Seeing Past Cynicism in Candide
Voltaire has been considered a controversial and cunning master of cynicism since he first began to publish late in his life, and this reputation has continued ever since. His views on the various whims and beliefs of man are unequivocally dismissive; he regards much if not most of the philosophical and religious thought of his time to be nothing more than man's willingness and even desire to fool himself. He also reflected heavily on the cruelties that men were capable of committing to each other, out of greed or perhaps even worse out of misplaced "noble" intentions like nationalism and, again, religion. Perhaps no work of Voltaire's more clearly expresses his sarcastic and cynical view of the world and humanity than his most famous work, Candide, published in 1759 and subsequently translated into many languages in many different editions over the years. This short satirical novel traces the voyages of Candide, a young and incredibly naive young man whose "face was the true index of his mind" (Voltaire, 1).
Though educated as an optimist, believing that the world we live in is the best world possible, and that therefore everything that happens in it is for the best, Candide's adventures do not seem to support the philosophy he so ardently adheres to. Rather, through his eyes the reader is given an almost literal crash-course in Voltaire's own brand of cynicism. Throughout the book, there is a heavy satire of contemporary philosophies, religious beliefs, governments and officials, and even literature, as the improbable events pile up so quickly that there is hardly room for a story. One of the chapters is even titled "How the Portuguese Made a Superb Auto-De-Fe to Prevent Any Future Earthquakes, and How Candide Underwent Public Flagellation," which gives an idea of the tone of the novel (Voltaire, 13).

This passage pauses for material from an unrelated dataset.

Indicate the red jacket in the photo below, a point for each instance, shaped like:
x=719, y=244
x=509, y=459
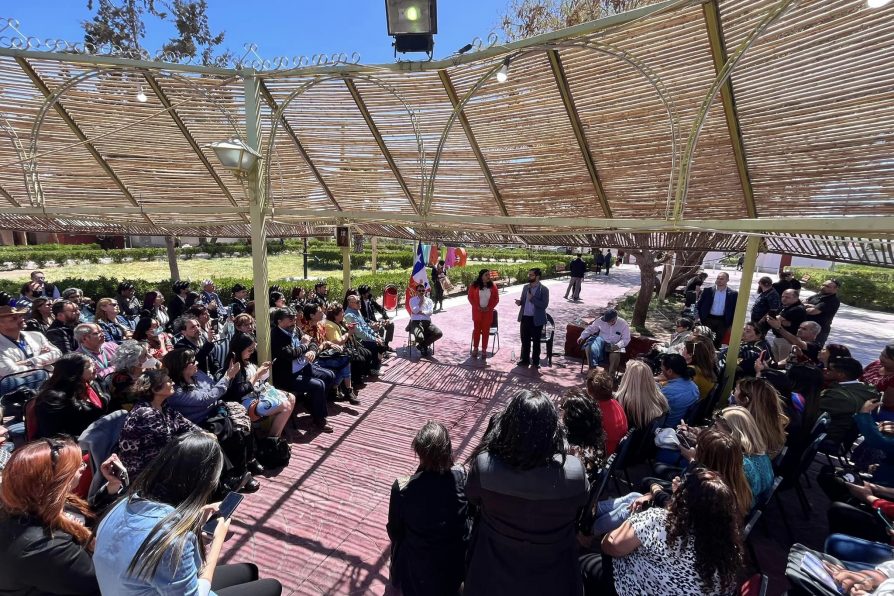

Yet for all its apparent sarcasm, Voltaire is really only ridiculing human establishments, but retains a faith in the individual spirit.
This might seem a difficult proposition to make at first; human institutions are, in fact, made up of individual humans. But even the institutionalized characters in Voltaire's novel show their ineptitude not through direct fault of their own, but rather through their associations with others. Pangloss, Candide's tutor and sometime adventuring companion, has suffered nearly unspeakable miseries that he relates to Candide with about as much emotion as the recitation of a grocery list. Candide expects that Pangloss would have abandoned his optimistic theory of life after all of the things he has been through, but Pangloss insists he still believes that everything that happens is for the best "for, after all, I am a philosopher, and it would not become me to retract my sentiments; especially as Leibniz could not be in the wrong'" (Voltaire, 81). Even in this moment of supreme individual stupidity and rigidity, which Voltaire plays up with brilliant sarcastic comedy, Pangloss attributes his continued optimism to the intellectual worship of Leibniz. This instance shows that men are generally not stupid individually, in Voltaire's view, but rather that they are dependent on others for this quality.
Other examples of stupidity and other negative human qualities being obtained through association abound. In Paraguay, Candide has an unlikely encounter with the brother of Cungeund, whom he plans to marry. Immediately after embracing him as a brother himself, Candide reveals his intentions to marry Cunegund, and explains his careful reasoning over the brother's angry protestations. After Candide again insist that he will marry Cunegund, her brother responds thusly: "We shall see to that, villain!' said the Jesuit, Baron of Thunder-ten-tronckh, and struck him across the face with the flat side of his sword" (Voltaire, 36). IThough never identified by name, this brother is more human and humane when identified as Cunegund's brother. As a Jesuit priest and a Baron, however -- which is how he is identified in this brief passage of angry reversal and arrogant outrage -- this character has many prideful notions about his and his sister's station, and feels an obvious contempt for Candide. It is not really the man himself that is so petty and impetuous, but rather the training in the religious and aristocratic institutions that cause him to behave so foolishly.